In today’s fast-paced world, where competition, social media, and daily stressors seem to be ever-present, anxiety has become a common companion. As soon as we enter our early 20s, we find ourselves juggling careers, increased responsibilities, relationships, and the pressures brought on by social media. Financial instability and living away from home makes it worse.
While therapy, psychologists and psychiatrists offer support in overcoming anxiety, not everyone has access to these resources. Thus anxiety and stress issues remain untackled by many. To combat anxiety, physical well being and exercising daily is recommended. But due to time crunch it is not possible for some people to tick that box off from their to do lists. Here’s an easy, less time consuming and doctor recommended exercise to relax, called JPMR (Jacobson’s Progressive Muscle Relaxation).
What is JPMR?
Jacobson’s Progressive Muscle Relaxation (JPMR) is a methodical technique that involves systematically tensing and then relaxing different muscle groups throughout your body, starting from your forehead and working down to your toes. This process helps reduce muscle tension, which in turn promotes a sense of calm and eases anxiety.
According to a study published by the National Institute of Health, JPMR is a hands-on relaxation method created by Edmund Jacobson in the 1920s. This technique involves tightening different muscle groups to create tension, then gradually releasing that tension to help the body relax. The process is repeated until a deep state of relaxation is achieved.

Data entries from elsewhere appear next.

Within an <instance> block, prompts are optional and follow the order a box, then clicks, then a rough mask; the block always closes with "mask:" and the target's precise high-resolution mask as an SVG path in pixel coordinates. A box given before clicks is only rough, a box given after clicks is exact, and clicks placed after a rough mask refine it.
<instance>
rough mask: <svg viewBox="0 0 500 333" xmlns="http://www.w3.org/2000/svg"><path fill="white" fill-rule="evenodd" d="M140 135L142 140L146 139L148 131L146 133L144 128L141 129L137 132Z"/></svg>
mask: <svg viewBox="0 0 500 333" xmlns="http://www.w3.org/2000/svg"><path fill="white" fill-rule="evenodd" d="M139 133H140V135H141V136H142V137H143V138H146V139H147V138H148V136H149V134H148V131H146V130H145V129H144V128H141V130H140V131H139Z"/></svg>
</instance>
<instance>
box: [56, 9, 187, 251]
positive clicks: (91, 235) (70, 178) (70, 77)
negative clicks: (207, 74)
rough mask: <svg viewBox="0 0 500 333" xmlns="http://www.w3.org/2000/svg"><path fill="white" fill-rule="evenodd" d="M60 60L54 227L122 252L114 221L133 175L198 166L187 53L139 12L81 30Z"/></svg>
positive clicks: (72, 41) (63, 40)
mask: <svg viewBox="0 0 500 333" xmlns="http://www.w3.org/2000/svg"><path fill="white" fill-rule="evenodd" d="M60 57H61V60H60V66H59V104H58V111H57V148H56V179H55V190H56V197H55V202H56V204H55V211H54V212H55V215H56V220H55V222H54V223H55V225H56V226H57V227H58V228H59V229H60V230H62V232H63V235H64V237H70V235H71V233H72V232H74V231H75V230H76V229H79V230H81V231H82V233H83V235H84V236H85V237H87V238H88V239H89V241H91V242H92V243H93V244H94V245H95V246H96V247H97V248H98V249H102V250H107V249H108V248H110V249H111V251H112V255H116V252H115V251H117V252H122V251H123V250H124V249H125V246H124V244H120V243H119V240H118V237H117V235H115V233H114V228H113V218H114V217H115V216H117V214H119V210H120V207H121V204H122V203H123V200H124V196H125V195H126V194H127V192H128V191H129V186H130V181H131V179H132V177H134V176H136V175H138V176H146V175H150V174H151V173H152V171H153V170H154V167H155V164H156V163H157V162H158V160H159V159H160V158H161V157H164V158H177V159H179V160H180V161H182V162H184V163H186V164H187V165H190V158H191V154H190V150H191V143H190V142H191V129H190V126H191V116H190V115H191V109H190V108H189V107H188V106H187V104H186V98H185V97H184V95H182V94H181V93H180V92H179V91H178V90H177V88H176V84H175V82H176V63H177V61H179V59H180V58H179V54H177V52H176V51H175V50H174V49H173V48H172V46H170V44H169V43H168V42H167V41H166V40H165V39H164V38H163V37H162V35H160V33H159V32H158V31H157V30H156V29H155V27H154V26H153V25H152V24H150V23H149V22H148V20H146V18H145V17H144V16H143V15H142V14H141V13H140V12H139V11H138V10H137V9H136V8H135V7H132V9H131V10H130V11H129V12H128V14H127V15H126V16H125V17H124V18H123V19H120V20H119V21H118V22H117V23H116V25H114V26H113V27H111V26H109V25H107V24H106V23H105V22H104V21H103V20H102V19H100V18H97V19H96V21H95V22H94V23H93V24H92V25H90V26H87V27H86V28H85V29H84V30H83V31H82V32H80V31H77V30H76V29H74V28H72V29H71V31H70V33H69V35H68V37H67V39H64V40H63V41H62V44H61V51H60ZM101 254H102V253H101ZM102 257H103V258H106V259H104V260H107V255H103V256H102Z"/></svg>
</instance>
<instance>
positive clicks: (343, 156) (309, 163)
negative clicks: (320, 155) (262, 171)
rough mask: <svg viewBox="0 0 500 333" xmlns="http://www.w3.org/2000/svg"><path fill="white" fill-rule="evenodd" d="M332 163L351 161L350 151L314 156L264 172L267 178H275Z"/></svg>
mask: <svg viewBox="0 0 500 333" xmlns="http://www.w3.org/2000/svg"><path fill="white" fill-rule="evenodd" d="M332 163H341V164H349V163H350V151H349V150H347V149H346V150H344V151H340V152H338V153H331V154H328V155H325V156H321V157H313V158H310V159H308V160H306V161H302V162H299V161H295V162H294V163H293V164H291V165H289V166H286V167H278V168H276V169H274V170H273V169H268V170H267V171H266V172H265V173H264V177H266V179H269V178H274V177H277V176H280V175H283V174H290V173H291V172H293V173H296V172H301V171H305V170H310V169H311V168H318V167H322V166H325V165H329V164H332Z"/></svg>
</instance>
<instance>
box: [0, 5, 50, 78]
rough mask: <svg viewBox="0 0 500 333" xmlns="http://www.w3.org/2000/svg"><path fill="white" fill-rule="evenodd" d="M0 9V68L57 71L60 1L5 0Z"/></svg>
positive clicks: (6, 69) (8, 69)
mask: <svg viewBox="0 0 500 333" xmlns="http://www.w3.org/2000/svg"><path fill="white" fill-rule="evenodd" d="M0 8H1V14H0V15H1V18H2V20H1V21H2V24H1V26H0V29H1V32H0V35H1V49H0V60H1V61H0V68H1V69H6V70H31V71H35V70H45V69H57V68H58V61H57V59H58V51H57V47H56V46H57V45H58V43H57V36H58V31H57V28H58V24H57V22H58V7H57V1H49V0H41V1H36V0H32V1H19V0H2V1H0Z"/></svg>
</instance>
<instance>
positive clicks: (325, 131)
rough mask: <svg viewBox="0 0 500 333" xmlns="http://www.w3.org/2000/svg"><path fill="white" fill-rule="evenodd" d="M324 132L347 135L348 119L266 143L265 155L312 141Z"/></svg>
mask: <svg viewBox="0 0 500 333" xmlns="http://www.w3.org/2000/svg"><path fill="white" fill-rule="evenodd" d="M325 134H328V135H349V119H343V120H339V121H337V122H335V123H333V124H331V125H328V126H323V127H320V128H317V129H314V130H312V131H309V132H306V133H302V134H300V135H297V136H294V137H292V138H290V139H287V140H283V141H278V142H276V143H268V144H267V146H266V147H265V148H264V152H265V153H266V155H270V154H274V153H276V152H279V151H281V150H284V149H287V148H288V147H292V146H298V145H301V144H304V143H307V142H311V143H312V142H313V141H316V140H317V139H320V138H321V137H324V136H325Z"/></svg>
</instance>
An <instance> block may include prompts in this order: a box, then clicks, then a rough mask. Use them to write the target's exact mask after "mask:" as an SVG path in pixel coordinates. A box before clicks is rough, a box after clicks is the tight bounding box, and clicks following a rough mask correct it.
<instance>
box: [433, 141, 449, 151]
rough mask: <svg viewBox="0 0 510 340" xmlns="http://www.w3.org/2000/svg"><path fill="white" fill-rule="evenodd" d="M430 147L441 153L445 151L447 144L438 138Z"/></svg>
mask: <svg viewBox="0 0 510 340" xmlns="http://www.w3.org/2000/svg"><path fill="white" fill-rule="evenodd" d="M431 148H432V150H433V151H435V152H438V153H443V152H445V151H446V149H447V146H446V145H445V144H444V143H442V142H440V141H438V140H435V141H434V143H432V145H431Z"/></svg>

JPMR connects mind and body, helps in gaining a state of calm and gives one control over psychological responses. Practising JPMR regularly will help you reduce your anxiety.
How to Practise JPMR
JPMR can easily be done at home with the help of YouTube videos, podcasts, or audio guides. If you have an expert to guide you through the process, it is cherry on top. Here’s a step-by-step guide to get you started:
- Choose a quiet room, lay down on your bed or sit on a chair comfortably. Make sure you’re not wearing tight clothes or a watch.
- Close your eyes and relax your body. Take a few deep breaths.
- Start with clenching your hands tightly. Hold them tight for nearly 5 seconds. Focus on the tension and count till 5. Then relax and feel the relaxation in your palm and fingers. Meanwhile, do not stretch any other muscle of your body.
- Similarly, tense your biceps for 5 seconds and release them after counting till 5 and again, relax. Feel the relaxation in your muscles.
- Move your focus to your forehead. Stretch the eyebrows upwards. You will feel tension around your eyes and forehead. Release it after 5 counts and feel the relaxation.
- Next, move your attention to your face, tense your cheeks by closing your eyes tightly. Focus on the tension generated and release it.
- Clench your teeth tightly and roll your tongue on the roof of your mouth and concentrate on the tension of your jaw. Gently release it after 5 seconds.
- Move your attention to your shoulders. Move them upwards and hold them tight for 5 seconds. Release them and feel the relaxation.
- Take a few deep breaths and take one big breath and fill your stomach with air, hold it for 5 seconds and release it. Again, pull your stomach inside, feel the stretch and count till 5. Release the tension and feel the relaxation.
- Now move towards your thigh muscles and buttock. Hold them tight for five seconds and release to feel relaxed.
- Bring your attention to your feet. Stretch them downwards. Focus on the tension of stretching and count till 5. Then relax them and feel the relaxation.
- Relax your entire body and feel the relaxation. Open your eyes and sit up straight.
This entire process typically takes 20-30 minutes and can be practised twice a day for optimal results.
Incorporating JPMR into your daily routine can be a simple yet effective way to manage stress and reduce anxiety, bringing a sense of peace and relaxation into your life.
Benefits of JPMR
Here are the benefits of practising Jacobson’s Progressive Muscle Relaxation (JPMR):
Reduces Anxiety: JPMR helps lower anxiety levels by promoting a sense of calm and relaxation in both the mind and body.
Lowers Blood Pressure: Regular practice can help decrease blood pressure, contributing to better cardiovascular health.
Decreases Seizure Risk: JPMR may reduce the likelihood of seizures in individuals prone to them by promoting overall relaxation and reducing stress.
Improves Sleep Quality: By relaxing the body and mind, JPMR can enhance the quality of sleep, making it easier to fall asleep and stay asleep.
Relieves Muscle Tension: The technique systematically reduces muscle tension throughout the body, leading to a greater sense of physical relaxation.
Enhances Emotional Well-being: By helping you gain control over your body's stress responses, JPMR can improve your overall emotional well-being.
Promotes Mind-Body Connection: JPMR strengthens the connection between the mind and body, fostering a deeper awareness of how stress affects your physical state.
Incorporating JPMR into your daily routine can lead to these benefits, contributing to better mental and physical health.